We must constantly confront all judges at all levels who ignore the laws and Constitution, and simply concoct rulings to please their personal “social justice” yearnings. Impeachment, a constitutional remedy, should become part of the solution.
We must confront, in whatever matter we can, unconstitutional laws. The US Constitution was meant to work through every person – each legislator, judge, and citizen – following the laws and Constitution on his own. It was not meant that legislators would pass whatever they wanted, and then leave it up to the courts to decide what was actually constitutional.
Should bad laws and US Supreme Court “rulings” that are clearly and unambiguously unconstitutional be blindly followed? Maybe not.
Here’s the sort of defiance that there must be more of:
We’ve often said that
Judge Roy Moore is the greatest pro-family figure since Phyllis Schlafly. After the ridiculous
Obergefell ruling, Judge Moore (as Alabama’s Chief Justice) ordered the state’s probate judges to obey the state Constitution and refuse to issue same-sex marriage licenses. He had earlier placed a Ten Commandments monument in his court building, despite phony “separation of church and state” orders by another court.
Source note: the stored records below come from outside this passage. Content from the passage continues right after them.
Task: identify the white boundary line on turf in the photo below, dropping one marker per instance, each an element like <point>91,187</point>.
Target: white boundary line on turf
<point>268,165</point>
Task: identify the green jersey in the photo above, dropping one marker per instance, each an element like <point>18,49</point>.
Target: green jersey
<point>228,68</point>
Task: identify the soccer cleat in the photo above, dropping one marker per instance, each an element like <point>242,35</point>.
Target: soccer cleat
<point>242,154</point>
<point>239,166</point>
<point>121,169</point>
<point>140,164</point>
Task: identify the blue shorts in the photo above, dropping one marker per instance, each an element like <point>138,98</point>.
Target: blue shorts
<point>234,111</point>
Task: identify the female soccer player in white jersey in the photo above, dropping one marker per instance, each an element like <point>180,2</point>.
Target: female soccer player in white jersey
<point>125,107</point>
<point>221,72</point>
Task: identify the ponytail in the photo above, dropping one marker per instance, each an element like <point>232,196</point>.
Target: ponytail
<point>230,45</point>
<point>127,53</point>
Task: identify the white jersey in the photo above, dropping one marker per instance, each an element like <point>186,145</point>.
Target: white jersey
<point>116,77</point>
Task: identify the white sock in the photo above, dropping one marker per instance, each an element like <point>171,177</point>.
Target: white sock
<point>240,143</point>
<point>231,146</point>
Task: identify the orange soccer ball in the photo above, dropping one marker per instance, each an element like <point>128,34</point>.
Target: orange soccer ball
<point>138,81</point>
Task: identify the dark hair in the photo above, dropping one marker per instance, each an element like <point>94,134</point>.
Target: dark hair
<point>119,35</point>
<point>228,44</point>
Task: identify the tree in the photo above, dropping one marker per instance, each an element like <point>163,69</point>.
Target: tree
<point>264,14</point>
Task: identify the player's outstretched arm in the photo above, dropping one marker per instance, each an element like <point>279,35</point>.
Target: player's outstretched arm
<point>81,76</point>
Because of that, Judge Moore was hated by the Republican establishment, who stood by and watched as he was hideously vilified by the Left when he recently ran for US Senate in Alabama. He would have been their worst nightmare as a US Senator, boldly standing up for the truth in that political cesspool.
Don’t despair. Don’t give up. Begin fighting back.
In our daily lives, as much as possible, we all need to say NO and do what is right – and confront our officials and judges to do what is right. That is the direction MassResistance is taking – especially regarding this latest ruling. We will be discussing more of this in upcoming articles. If enough people get involved, amazing things can happen!